Barneys Does Bastille Day: A Guide To Dress, Do And Devour À La Parisienne

When it comes to celebrating our liberté, égalité and fraternité, we don’t mess around. Bastille Day—a day honoring France’s independence and the mark of the beginning of the French Revolution—is tomorrow. So dust off your beret, find your inner Francophile and get ready to partake in the revelry of La Fête Nationale. After all, we have the French to thank for croissants, Marion Cotillard and permission to drink wine at any time of day.

— DRESS —

When in doubt, we say do as the French do and wear what the French wear. To help you dress the Parisian part this Bastille Day, we’ve rounded up a look made up of five our of our favorite French designers—Lanvin, Pierre Hardy, Chloé, Aurélie Bidermann and Cedric Charlier. Skip the Marie Antoinette wig this year and opt for this clean and classic look instead. We’re going to go out on a limb and say this outfit is enough to make even Brigitte Bardot swoon.

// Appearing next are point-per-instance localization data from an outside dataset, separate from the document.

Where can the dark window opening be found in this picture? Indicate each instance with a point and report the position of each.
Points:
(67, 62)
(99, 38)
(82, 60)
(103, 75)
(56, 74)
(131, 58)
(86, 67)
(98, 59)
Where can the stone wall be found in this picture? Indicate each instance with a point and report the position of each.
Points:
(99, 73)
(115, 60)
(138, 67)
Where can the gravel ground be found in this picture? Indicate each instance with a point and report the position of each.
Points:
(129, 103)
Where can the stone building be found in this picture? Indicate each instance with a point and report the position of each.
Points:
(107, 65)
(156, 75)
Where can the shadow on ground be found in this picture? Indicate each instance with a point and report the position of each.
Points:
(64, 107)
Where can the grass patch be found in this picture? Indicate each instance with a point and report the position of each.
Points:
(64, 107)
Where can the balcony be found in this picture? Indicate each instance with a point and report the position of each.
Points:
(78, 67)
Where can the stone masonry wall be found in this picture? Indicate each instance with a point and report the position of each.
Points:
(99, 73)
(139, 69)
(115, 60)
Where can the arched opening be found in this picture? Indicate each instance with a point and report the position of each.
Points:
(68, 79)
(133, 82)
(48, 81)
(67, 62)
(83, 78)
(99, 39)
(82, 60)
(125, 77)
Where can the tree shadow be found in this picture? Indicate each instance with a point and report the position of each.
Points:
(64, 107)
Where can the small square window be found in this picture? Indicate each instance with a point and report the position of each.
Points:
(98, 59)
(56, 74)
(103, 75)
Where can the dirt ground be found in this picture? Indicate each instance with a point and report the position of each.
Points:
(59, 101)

1. Pierre Hardy top handle bag; 2. Cedric Charlier low v-neck inset dress; 3. Lanvin square frame sunglasses; 4. Chloé ponyhair peep toe sandal; 5. Bidermann brass pansy bracelet  

 

— DEVOUR —

Here’s your chance to stuff yourself on baguettes galore and not feel the guilt afterwards. Why? Prior to the Revolution, the cost of flour rose, leaving peasants unable to afford bread and ultimately, starve. (We apologize for being a Debbie Downer). Upon learning that the peasants had no bread, princess Marie Antoinette exclaimed the now infamous phrase “Let them eat cake!” Today, people fill up on these goodies (and wash them down with absinthe) to celebrate. So now you see—it’s your duty to eat, drink and be merry. Or at least that’s the excuse we’ll go with…

 

— DO —

Just because we can’t all be in France come July 14th doesn’t mean we can’t celebrate like we are. While streaking might be overdoing it a tad—the first Bastille Day celebration in 1790 ended with fireworks and French citizens running naked through the streets—we can still bring France to New York in a tame way. Take to the streets—60th street between Lexington and Fifth to be exact—on Sunday from 12 – 5 p.m. for the Bastille Day Street Festival for food, music and art. And, of course, a mid-afternoon trip to Barneys New York! Feasts, fetes and fireworks? C’est l’amour!